We soon lapsed into silence, our sanctuary. In my family, we speak very little and with deliberation; we are always careful to be restrained, polite, and dignified. While this can sometimes be irritating to others, it is a long-ingrained habit, one that will be passed down to future generations.
We were still holding hands. She let go of mine only to remove her glasses and wipe them in the fold of her dress. As she was putting them back on, she gave a start.
“What day is today?”
“August 17.”
“Your grandfather also died on August 17!”
She frowned in a way that she sometimes did. Then she seemed to get over her outrage and settle into resignation. She didn’t say another word. I took her hand in mine again and held it tight. Though the same loss weighed on our hearts, the images in our minds weren’t the same.
My mind wasn’t on my grandfather that day, or indeed on the following days.

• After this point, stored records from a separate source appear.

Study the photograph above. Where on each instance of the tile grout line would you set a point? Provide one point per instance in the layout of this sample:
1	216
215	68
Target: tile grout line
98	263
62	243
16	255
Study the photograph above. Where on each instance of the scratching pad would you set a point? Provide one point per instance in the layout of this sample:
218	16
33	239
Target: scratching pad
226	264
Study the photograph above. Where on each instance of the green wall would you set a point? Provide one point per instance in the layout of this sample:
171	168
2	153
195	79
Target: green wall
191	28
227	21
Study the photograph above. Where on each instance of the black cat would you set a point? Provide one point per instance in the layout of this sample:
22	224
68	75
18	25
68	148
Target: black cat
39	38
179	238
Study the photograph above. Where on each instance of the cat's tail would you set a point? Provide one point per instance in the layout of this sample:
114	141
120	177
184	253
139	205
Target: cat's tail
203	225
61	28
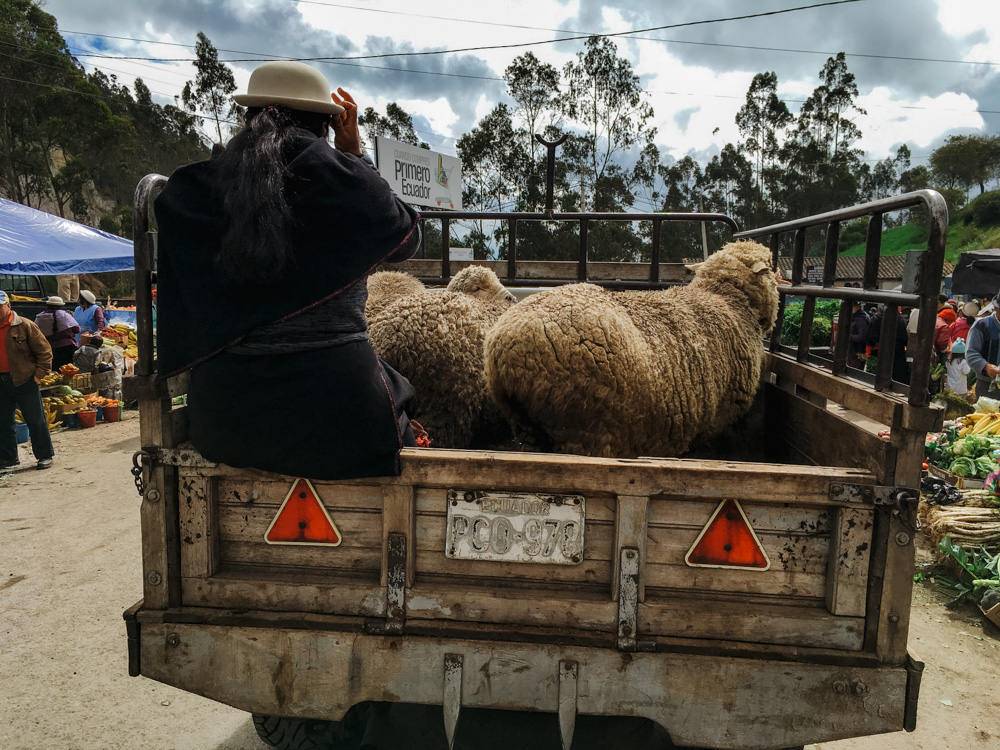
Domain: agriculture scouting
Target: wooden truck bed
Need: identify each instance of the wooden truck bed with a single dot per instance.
(811, 648)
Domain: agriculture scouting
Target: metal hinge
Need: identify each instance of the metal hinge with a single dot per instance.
(140, 468)
(901, 498)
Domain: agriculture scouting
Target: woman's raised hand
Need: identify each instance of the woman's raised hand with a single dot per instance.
(346, 137)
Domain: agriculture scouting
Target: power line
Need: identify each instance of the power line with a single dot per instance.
(640, 38)
(685, 24)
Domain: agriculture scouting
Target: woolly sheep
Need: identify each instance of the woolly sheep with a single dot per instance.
(579, 369)
(386, 286)
(435, 339)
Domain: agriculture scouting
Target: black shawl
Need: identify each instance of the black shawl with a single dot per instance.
(348, 221)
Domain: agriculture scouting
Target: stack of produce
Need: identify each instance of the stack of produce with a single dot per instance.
(977, 575)
(51, 379)
(972, 520)
(93, 400)
(967, 448)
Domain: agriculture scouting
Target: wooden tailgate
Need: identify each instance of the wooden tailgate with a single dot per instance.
(813, 593)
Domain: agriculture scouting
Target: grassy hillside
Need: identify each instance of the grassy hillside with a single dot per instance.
(962, 236)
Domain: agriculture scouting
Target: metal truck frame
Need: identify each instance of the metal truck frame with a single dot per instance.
(812, 649)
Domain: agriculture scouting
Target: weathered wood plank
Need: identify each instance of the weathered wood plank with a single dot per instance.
(249, 524)
(272, 490)
(292, 591)
(850, 556)
(398, 516)
(503, 574)
(432, 501)
(804, 553)
(823, 436)
(158, 515)
(428, 468)
(770, 582)
(770, 705)
(882, 407)
(763, 518)
(265, 557)
(198, 526)
(752, 623)
(630, 531)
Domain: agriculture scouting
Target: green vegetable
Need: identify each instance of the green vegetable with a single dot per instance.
(963, 466)
(985, 465)
(978, 573)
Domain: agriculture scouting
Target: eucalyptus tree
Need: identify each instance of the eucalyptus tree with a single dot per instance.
(761, 120)
(534, 87)
(396, 124)
(603, 95)
(211, 92)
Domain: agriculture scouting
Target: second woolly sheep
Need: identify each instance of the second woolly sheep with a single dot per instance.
(435, 338)
(579, 369)
(386, 286)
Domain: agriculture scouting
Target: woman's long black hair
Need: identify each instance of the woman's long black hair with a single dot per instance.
(252, 177)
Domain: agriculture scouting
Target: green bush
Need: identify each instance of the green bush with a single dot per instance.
(985, 209)
(826, 311)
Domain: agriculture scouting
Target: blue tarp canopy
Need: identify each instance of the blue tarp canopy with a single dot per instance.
(35, 243)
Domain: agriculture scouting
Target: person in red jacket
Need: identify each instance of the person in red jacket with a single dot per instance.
(960, 328)
(25, 358)
(942, 330)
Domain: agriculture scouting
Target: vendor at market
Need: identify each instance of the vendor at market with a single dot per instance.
(983, 351)
(86, 356)
(60, 330)
(89, 315)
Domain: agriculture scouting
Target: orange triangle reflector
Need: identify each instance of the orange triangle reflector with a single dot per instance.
(728, 541)
(302, 519)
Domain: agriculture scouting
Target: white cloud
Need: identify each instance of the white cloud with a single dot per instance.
(891, 120)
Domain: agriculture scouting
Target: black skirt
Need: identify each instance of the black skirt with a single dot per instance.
(334, 413)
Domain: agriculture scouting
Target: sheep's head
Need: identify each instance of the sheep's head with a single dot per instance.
(480, 282)
(743, 266)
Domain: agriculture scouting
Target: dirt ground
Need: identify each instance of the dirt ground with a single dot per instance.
(70, 564)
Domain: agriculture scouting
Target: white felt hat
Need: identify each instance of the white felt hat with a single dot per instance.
(290, 84)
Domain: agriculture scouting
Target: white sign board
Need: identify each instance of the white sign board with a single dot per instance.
(420, 176)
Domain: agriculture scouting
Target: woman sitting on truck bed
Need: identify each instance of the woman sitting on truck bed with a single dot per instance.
(264, 251)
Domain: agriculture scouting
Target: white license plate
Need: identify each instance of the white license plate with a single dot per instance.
(515, 527)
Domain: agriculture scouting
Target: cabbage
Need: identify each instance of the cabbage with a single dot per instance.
(987, 405)
(985, 465)
(963, 467)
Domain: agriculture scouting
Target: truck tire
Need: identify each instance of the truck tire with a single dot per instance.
(286, 733)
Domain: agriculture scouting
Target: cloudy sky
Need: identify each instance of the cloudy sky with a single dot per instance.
(696, 76)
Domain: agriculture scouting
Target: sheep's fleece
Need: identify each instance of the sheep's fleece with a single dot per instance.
(435, 339)
(621, 374)
(386, 286)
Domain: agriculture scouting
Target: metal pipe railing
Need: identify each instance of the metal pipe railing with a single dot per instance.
(922, 298)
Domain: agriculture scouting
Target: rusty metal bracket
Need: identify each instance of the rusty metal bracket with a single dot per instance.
(873, 494)
(395, 587)
(452, 699)
(182, 457)
(132, 632)
(628, 599)
(568, 673)
(914, 671)
(140, 468)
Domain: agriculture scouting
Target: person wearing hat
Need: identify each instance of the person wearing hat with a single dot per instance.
(957, 380)
(982, 350)
(60, 330)
(88, 314)
(25, 358)
(960, 328)
(280, 230)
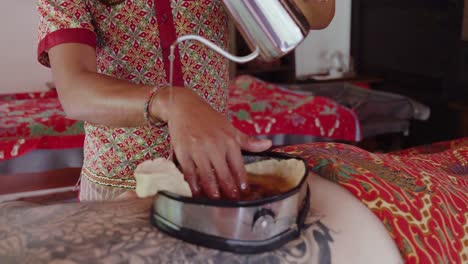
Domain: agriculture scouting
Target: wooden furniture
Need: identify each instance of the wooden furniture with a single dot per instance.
(28, 182)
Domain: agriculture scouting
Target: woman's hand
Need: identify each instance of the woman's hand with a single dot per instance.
(206, 145)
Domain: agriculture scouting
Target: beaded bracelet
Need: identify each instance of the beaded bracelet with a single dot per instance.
(154, 122)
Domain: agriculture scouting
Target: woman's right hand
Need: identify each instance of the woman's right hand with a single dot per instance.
(206, 145)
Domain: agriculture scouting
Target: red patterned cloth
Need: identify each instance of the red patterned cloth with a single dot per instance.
(261, 108)
(30, 121)
(36, 120)
(420, 194)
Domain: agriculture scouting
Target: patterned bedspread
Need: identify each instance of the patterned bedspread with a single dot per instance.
(36, 120)
(420, 195)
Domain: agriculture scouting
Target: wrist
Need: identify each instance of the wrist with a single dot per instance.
(161, 104)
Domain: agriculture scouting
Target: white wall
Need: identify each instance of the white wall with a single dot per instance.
(465, 22)
(313, 55)
(19, 69)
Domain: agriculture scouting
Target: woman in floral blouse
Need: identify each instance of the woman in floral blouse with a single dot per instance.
(109, 59)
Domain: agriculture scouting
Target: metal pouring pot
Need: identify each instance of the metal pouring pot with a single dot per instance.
(271, 28)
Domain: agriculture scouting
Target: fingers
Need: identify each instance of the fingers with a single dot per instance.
(190, 174)
(207, 176)
(236, 164)
(252, 144)
(226, 181)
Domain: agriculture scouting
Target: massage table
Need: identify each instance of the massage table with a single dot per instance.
(420, 195)
(34, 129)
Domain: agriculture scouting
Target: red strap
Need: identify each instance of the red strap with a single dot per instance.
(168, 36)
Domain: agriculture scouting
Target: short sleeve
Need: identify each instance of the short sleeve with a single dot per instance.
(63, 21)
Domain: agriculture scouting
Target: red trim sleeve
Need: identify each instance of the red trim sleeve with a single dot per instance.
(61, 36)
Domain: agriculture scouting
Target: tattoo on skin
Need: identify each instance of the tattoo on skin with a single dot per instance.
(121, 233)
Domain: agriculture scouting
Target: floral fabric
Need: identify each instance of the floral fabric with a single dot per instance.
(261, 108)
(420, 194)
(132, 42)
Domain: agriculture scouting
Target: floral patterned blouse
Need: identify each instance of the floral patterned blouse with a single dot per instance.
(132, 41)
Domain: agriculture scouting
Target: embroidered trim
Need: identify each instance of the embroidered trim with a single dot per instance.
(61, 36)
(120, 183)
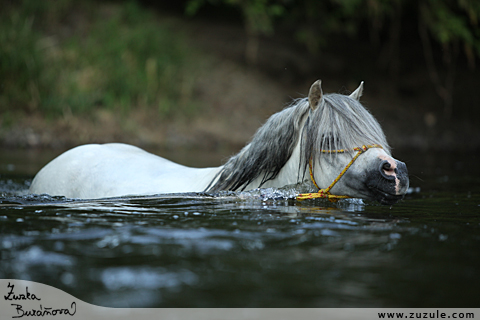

I thought only about my father, his large face, his artist’s hands, his serene voice, his Lebanon, his sorrows, and the bed in which he had passed away. For me, and for all those close to him, his death was an emotional cataclysm. The fact that he had had a kind of “rendezvous” with his own father on a predetermined date merely elicited, from those to whom I mentioned it at the time, a brief and banal meditation on the irony of fate and the unfathomable ways of Heaven.
There, that’s all, end of episode.
There should have been a sequel, but there wasn’t. I should have drawn my grandmother into a long conversation about the person who had been the man in her life, but she died five years later without our broaching the subject again. By then she and I didn’t live in the same country. I had settled in France, and she never traveled outside Lebanon again. But I used to come back to see her every so often, and I could have found time to question her. I didn’t. To be honest, I simply didn’t think of it.